Abstract
This study aimed to investigate the association between red blood cell distribution width (RDW) and the risk of coronary artery lesions (CALs) in patients with Kawasaki disease (KD). A total of 1355 patients who met the diagnostic criteria for KD were reviewed between January 2018 and December 2019, including 636 patients with CALs and 719 patients without CALs. Blood samples for RDW were obtained at admission (before intravenous immunoglobulin treatment). A logistic regression analysis was performed, and a receiver operating characteristic curve was constructed to determine the prognostic value of RDW standard deviation (RDW-SD) and RDW coefficient of variation (RDW-CV). The study was registered at www.chictr.org.cn, No.: ChiCTR 2000040980. The results showed that RDW-SD increased in patients with complete KD and CALs compared with patients with complete KD without CALs (39 fL vs. 38 fL, respectively; p = 0.000). RDW-CV in patients with complete KD and CALs was significantly higher compared with patients with completed KD without CALs (p = 0.000). Further multivariate logistic regression analysis revealed that RDW-SD was an independent marker of CALs in patients with complete KD (p = 0.001), but no association was found between RDW-CV and CALs. The area under the curve of RDW-SD for predicting CALs in patients with complete KD was 0.606 (95% confidence interval 0.572–0.640; p = 0.000) with a sensitivity and specificity of 61% and 55%, respectively, when the optimal cut-off value of RDW-SD was 38.5 fL. RDW-CV increased in patients with incomplete KD and CALs compared with patients without CALs (13.55% vs 13.3%, respectively; p = 0.004), and multivariate logistic regression analysis revealed that RDW-CV was an independent marker of CALs in patients with incomplete KD (p = 0.021). The area under the curve of RDW-CV for predicting CALs in patients with incomplete KD was 0.597 (95% confidence interval 0.532–0.661; p = 0.004) with a sensitivity and specificity of 40% and 77%, respectively, when the optimal cut-off value of RDW-SD was 13.85%. Conclusion: RDW can be used as an independent predictive marker of CALs in patients with KD, but the type of KD should be considered. RDW-SD was an independent marker of CALs in patients with complete KD, while RDW-CV was a predictor of incomplete KD.
Highlights
Kawasaki disease (KD), which is an acute systemic vasculitis of unknown cause, usually occurs in children < 5 years of age [1]

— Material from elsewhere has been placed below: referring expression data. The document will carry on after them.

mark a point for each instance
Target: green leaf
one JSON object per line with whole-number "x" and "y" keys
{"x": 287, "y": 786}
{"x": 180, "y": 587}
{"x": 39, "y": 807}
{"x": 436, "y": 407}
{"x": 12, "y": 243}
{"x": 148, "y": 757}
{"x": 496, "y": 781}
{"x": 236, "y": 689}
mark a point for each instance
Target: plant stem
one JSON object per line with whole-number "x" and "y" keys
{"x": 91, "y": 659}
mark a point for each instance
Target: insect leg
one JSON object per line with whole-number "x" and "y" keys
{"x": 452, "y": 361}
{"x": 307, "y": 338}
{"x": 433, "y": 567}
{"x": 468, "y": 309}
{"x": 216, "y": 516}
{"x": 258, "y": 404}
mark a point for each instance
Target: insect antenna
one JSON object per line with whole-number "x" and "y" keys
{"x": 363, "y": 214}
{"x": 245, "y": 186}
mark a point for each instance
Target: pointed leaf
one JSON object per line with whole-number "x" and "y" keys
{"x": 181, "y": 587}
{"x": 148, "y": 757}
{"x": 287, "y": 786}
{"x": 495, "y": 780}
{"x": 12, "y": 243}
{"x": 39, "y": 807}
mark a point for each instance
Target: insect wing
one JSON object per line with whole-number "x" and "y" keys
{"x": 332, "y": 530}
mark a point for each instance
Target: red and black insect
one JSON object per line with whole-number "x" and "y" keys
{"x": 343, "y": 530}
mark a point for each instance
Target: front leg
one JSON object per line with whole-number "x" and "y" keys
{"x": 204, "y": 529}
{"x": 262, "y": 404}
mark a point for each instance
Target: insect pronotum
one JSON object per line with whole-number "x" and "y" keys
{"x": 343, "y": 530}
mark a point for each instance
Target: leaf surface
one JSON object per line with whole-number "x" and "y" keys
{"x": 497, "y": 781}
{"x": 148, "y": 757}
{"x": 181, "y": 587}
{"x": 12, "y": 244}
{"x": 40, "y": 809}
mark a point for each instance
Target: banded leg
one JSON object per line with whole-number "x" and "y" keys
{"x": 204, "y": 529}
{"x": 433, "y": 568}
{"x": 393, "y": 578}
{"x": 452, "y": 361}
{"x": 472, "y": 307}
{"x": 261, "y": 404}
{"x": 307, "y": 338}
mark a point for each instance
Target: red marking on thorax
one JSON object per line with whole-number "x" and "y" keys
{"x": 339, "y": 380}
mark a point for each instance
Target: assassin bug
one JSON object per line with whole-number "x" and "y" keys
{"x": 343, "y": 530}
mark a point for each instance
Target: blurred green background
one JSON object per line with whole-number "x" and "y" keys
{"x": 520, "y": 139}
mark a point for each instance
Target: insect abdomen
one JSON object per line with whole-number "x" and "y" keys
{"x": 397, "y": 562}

In patients with complete KD, a high red blood cell distribution width (RDW)-standard deviation (SD) was associated with coronary artery lesions (CALs) after adjusting for age, sex, hemoglobin, glutamyltranspeptidase, procalcitonin, AST/ALT, albumin, serum sodium, RDW coefficient of variation (RDW-CV) and intravenous immunoglobulin (IVIG) resistance [odds ratio 1.115 (95% confidence interval 1.046–1.188); p = 0.001] (Table 3)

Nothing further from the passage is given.